Conclusion: Free India Studies from India Experts
The 200 year-old discipline called Indology as it now exists has become the soft underbelly of academia. Its creation was an accident of history, perpetuated by a combination of scientific ignorance, political need and the self-interest of an academic priesthood. As far back as 1939, Sir Julian Huxley, one of the great natural scientists of the twentieth century wrote:
“In England and America the phrase ‘Aryan race’ has quite ceased to be used by writers with scientific knowledge, though it appears occasionally in political and propagandist literature…. In Germany, the idea of the ‘Aryan race’ received no more scientific support than in England. Nevertheless, it found able and very persistent literary advocates who made it appear very flattering to local vanity. It therefore steadily spread, fostered by special conditions.” (Emphasis added.) Needless to say, these ‘special conditions’ were the rise of Nazism in Germany and British imperial interests in India.

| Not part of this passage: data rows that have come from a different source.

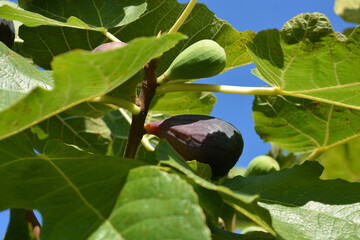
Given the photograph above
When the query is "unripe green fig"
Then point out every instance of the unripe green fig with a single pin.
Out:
(109, 46)
(205, 58)
(203, 138)
(261, 165)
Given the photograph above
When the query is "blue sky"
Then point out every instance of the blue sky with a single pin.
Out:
(248, 15)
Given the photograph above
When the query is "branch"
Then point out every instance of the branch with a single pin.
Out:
(183, 16)
(183, 87)
(145, 140)
(147, 93)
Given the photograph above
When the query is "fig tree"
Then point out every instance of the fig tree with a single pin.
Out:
(261, 165)
(203, 138)
(109, 46)
(205, 58)
(7, 32)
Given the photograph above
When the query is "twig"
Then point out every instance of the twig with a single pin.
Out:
(145, 140)
(183, 87)
(31, 218)
(147, 93)
(183, 16)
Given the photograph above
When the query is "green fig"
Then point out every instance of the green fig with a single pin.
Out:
(109, 46)
(203, 138)
(205, 58)
(261, 165)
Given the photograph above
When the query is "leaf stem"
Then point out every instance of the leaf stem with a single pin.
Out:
(183, 16)
(183, 87)
(147, 93)
(145, 140)
(111, 37)
(133, 108)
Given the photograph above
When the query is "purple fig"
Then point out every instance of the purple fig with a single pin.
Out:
(203, 138)
(7, 32)
(109, 46)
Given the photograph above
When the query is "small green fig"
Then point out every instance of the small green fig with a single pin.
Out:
(109, 46)
(205, 58)
(203, 138)
(261, 165)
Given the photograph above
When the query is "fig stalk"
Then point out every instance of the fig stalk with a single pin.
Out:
(146, 95)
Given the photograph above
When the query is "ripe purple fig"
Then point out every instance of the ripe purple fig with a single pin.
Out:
(109, 46)
(203, 138)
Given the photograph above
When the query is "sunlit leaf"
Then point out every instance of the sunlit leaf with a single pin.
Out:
(80, 76)
(304, 207)
(304, 126)
(145, 209)
(306, 59)
(69, 187)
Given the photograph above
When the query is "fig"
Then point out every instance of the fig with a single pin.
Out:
(203, 138)
(261, 165)
(205, 58)
(7, 32)
(109, 46)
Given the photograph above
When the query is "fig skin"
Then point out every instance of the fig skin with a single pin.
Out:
(205, 58)
(261, 165)
(109, 46)
(7, 32)
(203, 138)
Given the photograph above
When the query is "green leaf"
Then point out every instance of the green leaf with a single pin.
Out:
(32, 19)
(119, 128)
(342, 162)
(45, 42)
(202, 170)
(18, 78)
(69, 187)
(304, 126)
(89, 134)
(80, 76)
(348, 10)
(306, 59)
(18, 227)
(97, 13)
(179, 103)
(145, 209)
(304, 207)
(243, 203)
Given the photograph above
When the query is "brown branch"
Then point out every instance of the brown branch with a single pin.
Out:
(31, 218)
(146, 95)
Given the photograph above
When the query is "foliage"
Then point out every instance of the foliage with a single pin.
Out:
(66, 129)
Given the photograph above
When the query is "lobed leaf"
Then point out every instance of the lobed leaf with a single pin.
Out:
(32, 19)
(304, 126)
(97, 13)
(19, 77)
(45, 42)
(342, 162)
(307, 59)
(243, 203)
(179, 103)
(146, 209)
(348, 10)
(89, 134)
(304, 207)
(80, 76)
(68, 186)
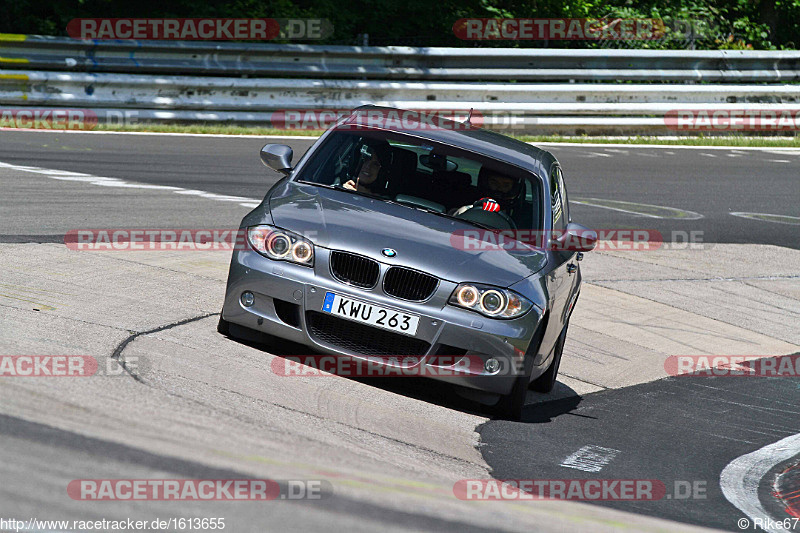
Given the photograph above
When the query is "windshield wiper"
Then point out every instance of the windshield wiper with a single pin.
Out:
(451, 217)
(425, 209)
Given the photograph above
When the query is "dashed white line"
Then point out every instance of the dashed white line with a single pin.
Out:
(65, 175)
(590, 458)
(768, 217)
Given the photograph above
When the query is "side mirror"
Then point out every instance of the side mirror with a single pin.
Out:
(576, 238)
(277, 157)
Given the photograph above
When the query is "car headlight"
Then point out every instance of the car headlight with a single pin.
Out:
(493, 302)
(281, 245)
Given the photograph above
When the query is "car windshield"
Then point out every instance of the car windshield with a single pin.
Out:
(428, 176)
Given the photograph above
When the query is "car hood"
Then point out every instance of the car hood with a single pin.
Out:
(341, 220)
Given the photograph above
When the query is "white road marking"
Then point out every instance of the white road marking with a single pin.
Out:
(65, 175)
(590, 458)
(767, 217)
(631, 208)
(741, 478)
(769, 149)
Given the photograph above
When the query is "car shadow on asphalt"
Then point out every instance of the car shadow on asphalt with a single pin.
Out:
(539, 408)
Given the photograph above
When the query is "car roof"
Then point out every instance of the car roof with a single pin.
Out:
(473, 139)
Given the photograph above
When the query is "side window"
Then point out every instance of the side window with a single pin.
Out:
(558, 199)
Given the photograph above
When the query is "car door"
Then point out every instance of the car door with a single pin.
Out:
(562, 279)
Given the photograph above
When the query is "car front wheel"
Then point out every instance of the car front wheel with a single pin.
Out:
(547, 381)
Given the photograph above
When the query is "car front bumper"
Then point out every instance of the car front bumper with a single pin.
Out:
(289, 300)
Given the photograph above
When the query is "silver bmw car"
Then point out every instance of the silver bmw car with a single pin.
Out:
(432, 242)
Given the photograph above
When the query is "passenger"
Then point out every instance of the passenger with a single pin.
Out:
(498, 192)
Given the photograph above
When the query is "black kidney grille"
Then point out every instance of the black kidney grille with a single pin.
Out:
(409, 284)
(354, 269)
(360, 339)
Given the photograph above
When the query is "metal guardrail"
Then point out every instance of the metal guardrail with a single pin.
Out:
(397, 62)
(247, 83)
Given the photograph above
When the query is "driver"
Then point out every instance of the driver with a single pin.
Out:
(371, 176)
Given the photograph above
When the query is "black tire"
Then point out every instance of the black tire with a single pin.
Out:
(547, 381)
(223, 326)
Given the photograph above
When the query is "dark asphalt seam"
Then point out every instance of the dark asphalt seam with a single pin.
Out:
(121, 347)
(767, 278)
(118, 350)
(325, 419)
(584, 381)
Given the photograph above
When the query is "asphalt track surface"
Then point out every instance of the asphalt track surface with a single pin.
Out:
(650, 425)
(712, 183)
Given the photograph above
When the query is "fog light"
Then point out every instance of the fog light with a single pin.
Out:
(492, 365)
(248, 298)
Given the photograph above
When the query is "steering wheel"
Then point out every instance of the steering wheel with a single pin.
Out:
(492, 219)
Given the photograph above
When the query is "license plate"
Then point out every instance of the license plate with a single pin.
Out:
(374, 315)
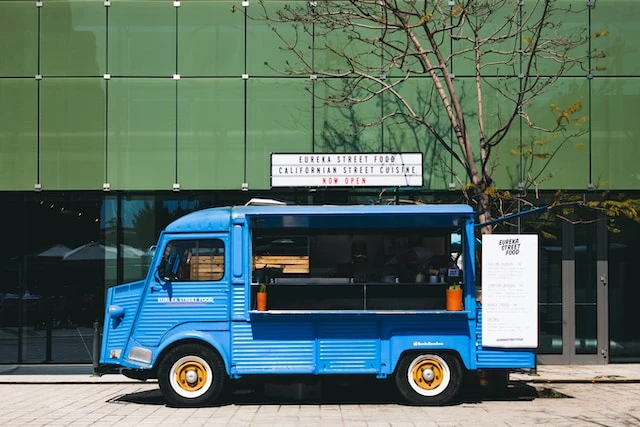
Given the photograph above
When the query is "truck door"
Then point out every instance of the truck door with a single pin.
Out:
(188, 283)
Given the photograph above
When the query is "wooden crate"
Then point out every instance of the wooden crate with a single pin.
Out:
(206, 267)
(289, 264)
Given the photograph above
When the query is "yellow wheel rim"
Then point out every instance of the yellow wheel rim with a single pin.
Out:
(191, 376)
(429, 375)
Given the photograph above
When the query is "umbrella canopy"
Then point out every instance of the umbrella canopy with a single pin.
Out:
(93, 251)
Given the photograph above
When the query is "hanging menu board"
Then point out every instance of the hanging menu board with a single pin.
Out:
(510, 290)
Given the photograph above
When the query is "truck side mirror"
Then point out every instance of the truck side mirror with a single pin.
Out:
(151, 251)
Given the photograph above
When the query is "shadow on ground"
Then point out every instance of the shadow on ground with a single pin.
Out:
(363, 392)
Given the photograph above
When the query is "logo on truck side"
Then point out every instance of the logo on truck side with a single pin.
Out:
(185, 300)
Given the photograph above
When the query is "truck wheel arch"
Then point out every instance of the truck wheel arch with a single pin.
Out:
(169, 345)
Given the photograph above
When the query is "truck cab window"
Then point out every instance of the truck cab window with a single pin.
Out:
(192, 260)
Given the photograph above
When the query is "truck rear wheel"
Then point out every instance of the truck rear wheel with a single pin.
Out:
(191, 375)
(428, 379)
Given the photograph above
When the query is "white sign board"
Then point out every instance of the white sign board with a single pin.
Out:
(510, 290)
(346, 170)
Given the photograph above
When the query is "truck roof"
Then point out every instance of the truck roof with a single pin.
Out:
(325, 216)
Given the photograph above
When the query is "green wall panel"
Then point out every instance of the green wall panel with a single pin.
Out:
(73, 38)
(263, 45)
(278, 120)
(619, 20)
(142, 134)
(569, 167)
(210, 39)
(142, 38)
(72, 133)
(350, 129)
(615, 133)
(18, 133)
(18, 38)
(210, 141)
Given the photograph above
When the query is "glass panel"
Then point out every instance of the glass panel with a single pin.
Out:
(586, 289)
(547, 108)
(18, 133)
(278, 120)
(550, 290)
(345, 129)
(139, 219)
(624, 293)
(63, 279)
(210, 147)
(142, 134)
(73, 36)
(615, 130)
(407, 135)
(615, 32)
(72, 133)
(211, 39)
(19, 41)
(264, 46)
(142, 38)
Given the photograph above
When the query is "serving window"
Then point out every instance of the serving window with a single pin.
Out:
(340, 270)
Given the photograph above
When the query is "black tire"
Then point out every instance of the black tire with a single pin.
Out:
(191, 375)
(429, 378)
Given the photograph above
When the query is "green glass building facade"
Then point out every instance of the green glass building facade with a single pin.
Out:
(118, 116)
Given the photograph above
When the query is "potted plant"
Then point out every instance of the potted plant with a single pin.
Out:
(454, 297)
(261, 297)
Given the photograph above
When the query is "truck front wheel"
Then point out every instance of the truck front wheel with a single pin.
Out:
(191, 375)
(428, 379)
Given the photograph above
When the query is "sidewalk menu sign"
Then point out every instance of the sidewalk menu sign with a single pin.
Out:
(510, 290)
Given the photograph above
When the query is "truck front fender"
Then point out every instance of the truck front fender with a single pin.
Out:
(212, 334)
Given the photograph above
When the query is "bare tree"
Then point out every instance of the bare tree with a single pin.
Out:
(410, 55)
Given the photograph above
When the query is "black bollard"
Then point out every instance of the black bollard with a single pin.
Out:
(96, 347)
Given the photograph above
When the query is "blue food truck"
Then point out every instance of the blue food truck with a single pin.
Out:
(350, 290)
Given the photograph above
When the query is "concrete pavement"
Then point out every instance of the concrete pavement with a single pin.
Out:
(613, 373)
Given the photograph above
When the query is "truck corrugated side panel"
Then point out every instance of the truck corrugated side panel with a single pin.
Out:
(159, 316)
(238, 301)
(284, 347)
(502, 358)
(116, 334)
(348, 347)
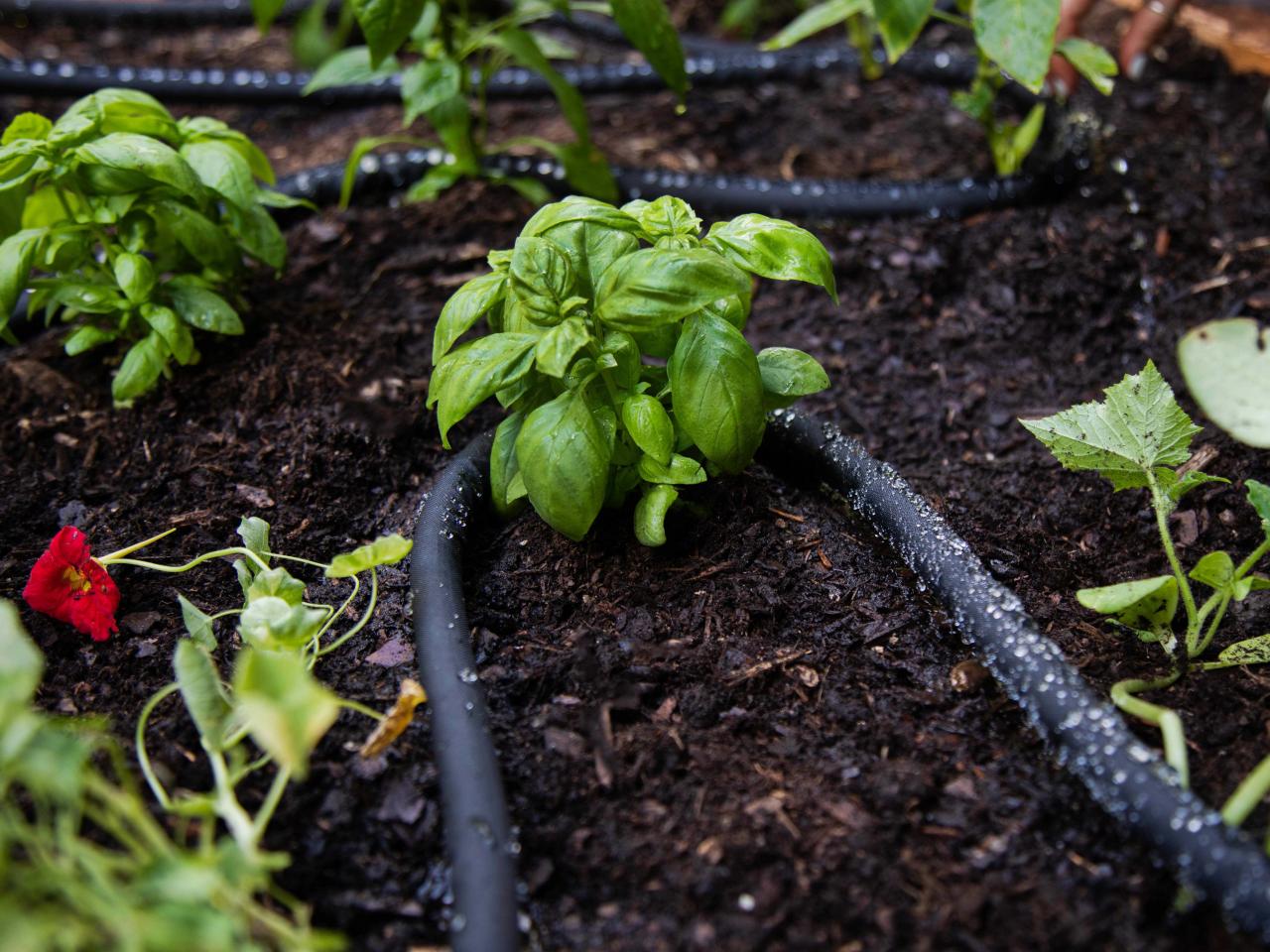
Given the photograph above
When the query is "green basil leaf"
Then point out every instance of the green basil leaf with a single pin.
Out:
(651, 515)
(202, 307)
(386, 549)
(136, 277)
(474, 372)
(717, 393)
(386, 24)
(282, 706)
(564, 461)
(649, 425)
(140, 370)
(466, 306)
(774, 249)
(541, 278)
(652, 287)
(202, 692)
(789, 375)
(559, 345)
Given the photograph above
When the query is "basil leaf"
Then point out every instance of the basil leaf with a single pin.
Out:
(474, 372)
(789, 375)
(648, 289)
(716, 391)
(564, 458)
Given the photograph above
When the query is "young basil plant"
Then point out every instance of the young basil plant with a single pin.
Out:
(1014, 41)
(444, 53)
(1139, 438)
(134, 227)
(616, 344)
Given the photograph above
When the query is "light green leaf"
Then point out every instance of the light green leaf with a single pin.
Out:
(648, 289)
(1017, 36)
(1225, 366)
(386, 549)
(284, 707)
(1135, 430)
(564, 462)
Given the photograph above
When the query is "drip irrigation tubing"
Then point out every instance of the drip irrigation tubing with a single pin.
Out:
(49, 77)
(1121, 774)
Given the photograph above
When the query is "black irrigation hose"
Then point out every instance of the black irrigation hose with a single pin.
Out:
(477, 830)
(1124, 774)
(46, 77)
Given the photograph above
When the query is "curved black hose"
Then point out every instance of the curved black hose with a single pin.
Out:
(1121, 774)
(45, 77)
(477, 830)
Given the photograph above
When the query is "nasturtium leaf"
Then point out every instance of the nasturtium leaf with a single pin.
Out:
(1135, 430)
(774, 249)
(717, 393)
(427, 84)
(386, 24)
(140, 370)
(284, 706)
(559, 345)
(503, 465)
(21, 662)
(789, 375)
(466, 306)
(681, 471)
(651, 515)
(1215, 570)
(1247, 652)
(1091, 61)
(816, 19)
(541, 280)
(1017, 36)
(474, 372)
(273, 624)
(1143, 603)
(648, 289)
(202, 307)
(1227, 367)
(899, 22)
(135, 276)
(386, 549)
(277, 583)
(198, 624)
(564, 458)
(648, 26)
(202, 692)
(649, 425)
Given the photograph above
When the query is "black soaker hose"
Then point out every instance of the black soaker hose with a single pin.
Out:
(1121, 774)
(48, 77)
(477, 830)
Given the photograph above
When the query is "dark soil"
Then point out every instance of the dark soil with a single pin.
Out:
(761, 737)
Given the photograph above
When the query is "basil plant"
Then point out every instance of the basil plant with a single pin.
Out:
(615, 339)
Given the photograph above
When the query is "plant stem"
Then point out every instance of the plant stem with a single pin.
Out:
(1123, 696)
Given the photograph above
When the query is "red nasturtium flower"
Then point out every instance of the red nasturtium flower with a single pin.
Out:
(70, 585)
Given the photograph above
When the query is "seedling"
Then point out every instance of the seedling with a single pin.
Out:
(616, 344)
(1139, 438)
(1014, 40)
(132, 226)
(444, 54)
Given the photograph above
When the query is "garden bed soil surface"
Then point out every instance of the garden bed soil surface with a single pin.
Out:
(762, 737)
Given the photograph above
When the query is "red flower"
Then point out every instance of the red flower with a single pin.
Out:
(67, 584)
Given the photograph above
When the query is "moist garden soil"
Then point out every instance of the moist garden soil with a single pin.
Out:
(761, 737)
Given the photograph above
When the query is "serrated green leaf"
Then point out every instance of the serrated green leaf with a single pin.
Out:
(1135, 430)
(386, 549)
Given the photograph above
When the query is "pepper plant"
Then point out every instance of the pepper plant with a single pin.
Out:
(616, 344)
(1139, 438)
(1014, 40)
(445, 51)
(134, 227)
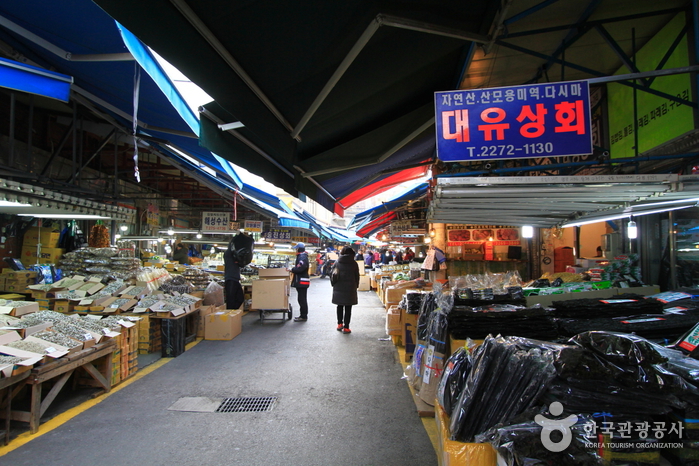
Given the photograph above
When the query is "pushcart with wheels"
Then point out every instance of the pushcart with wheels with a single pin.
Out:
(286, 313)
(271, 296)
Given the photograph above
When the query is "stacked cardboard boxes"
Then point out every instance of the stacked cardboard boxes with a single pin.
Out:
(149, 335)
(49, 252)
(17, 281)
(223, 325)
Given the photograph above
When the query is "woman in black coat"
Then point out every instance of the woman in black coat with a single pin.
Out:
(345, 280)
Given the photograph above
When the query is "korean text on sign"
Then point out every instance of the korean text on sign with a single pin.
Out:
(539, 120)
(216, 221)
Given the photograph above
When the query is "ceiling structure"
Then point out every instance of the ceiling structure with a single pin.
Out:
(88, 142)
(334, 96)
(333, 100)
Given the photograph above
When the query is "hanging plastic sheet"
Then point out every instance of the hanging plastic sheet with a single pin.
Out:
(620, 306)
(456, 371)
(521, 445)
(666, 327)
(503, 319)
(506, 379)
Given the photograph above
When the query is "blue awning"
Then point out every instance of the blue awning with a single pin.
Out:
(97, 61)
(25, 78)
(368, 215)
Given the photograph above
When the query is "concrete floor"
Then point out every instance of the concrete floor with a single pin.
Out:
(341, 400)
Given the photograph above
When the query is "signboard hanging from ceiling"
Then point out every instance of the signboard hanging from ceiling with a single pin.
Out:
(537, 120)
(216, 222)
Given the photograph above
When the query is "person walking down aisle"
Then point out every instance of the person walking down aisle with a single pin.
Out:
(345, 280)
(301, 281)
(180, 254)
(232, 261)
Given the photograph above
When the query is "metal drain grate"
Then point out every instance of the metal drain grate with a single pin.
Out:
(244, 405)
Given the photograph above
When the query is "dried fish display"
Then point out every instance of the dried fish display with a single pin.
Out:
(10, 359)
(25, 345)
(198, 278)
(57, 338)
(73, 331)
(96, 326)
(36, 318)
(177, 284)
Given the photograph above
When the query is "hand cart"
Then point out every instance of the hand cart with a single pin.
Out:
(271, 295)
(265, 312)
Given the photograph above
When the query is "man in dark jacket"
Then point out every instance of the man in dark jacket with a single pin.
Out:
(301, 281)
(345, 281)
(180, 254)
(233, 290)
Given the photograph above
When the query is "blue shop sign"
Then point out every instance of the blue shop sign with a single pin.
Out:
(537, 120)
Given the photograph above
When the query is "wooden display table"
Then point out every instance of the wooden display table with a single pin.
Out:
(6, 383)
(61, 370)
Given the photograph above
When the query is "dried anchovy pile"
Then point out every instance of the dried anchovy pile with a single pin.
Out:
(119, 302)
(148, 302)
(10, 360)
(31, 346)
(93, 325)
(10, 303)
(111, 322)
(137, 290)
(56, 338)
(182, 300)
(41, 317)
(198, 278)
(177, 284)
(73, 331)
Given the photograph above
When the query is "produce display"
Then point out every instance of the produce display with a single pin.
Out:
(99, 236)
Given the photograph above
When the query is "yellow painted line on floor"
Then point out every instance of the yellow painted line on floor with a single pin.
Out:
(430, 423)
(59, 420)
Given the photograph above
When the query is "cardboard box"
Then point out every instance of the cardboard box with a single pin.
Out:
(393, 326)
(223, 325)
(201, 319)
(64, 305)
(10, 274)
(408, 324)
(394, 295)
(16, 288)
(431, 373)
(47, 255)
(14, 309)
(364, 283)
(46, 236)
(270, 294)
(453, 453)
(274, 273)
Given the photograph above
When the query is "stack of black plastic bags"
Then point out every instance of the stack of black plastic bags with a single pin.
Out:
(504, 390)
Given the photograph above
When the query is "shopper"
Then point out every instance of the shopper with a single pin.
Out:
(409, 255)
(180, 254)
(369, 259)
(301, 281)
(231, 276)
(344, 279)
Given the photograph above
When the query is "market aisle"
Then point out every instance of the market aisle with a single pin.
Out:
(340, 401)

But this product of ‘special conditions’ continues to survive on the fringes of academia— thanks to the self-interest of an academic priesthood striving to maintain a precarious existence. It has no value beyond acting as a nuisance to better understanding between India and the West. What we need today are not ‘experts’ trapped in the past but a new generation of thinkers aware of present needs and sensitive to the beliefs and practices of others in a pluralistic world. This will not come from the likes of Diana Eck, Michael Witzel and their colleagues. As Max Planck once observed:
“An important scientific innovation rarely makes its way by gradually winning over and converting its opponents: it rarely happens that Saul becomes Paul. What does happen is that its opponents gradually die out and that the growing generation is familiarized with the idea from the beginning.”
Planck was one of the founders of modern physics and his observation was about the reaction to the quantum revolution that he (and Einstein) had launched. But his observation applies equally to other fields like what we have discussed in this essay. It means that a new generation has to make a fresh start and let history take care of these anachronisms.
Dr Navaratna Rajaram is a scientist and historian who has written extensively on the subjects of this article.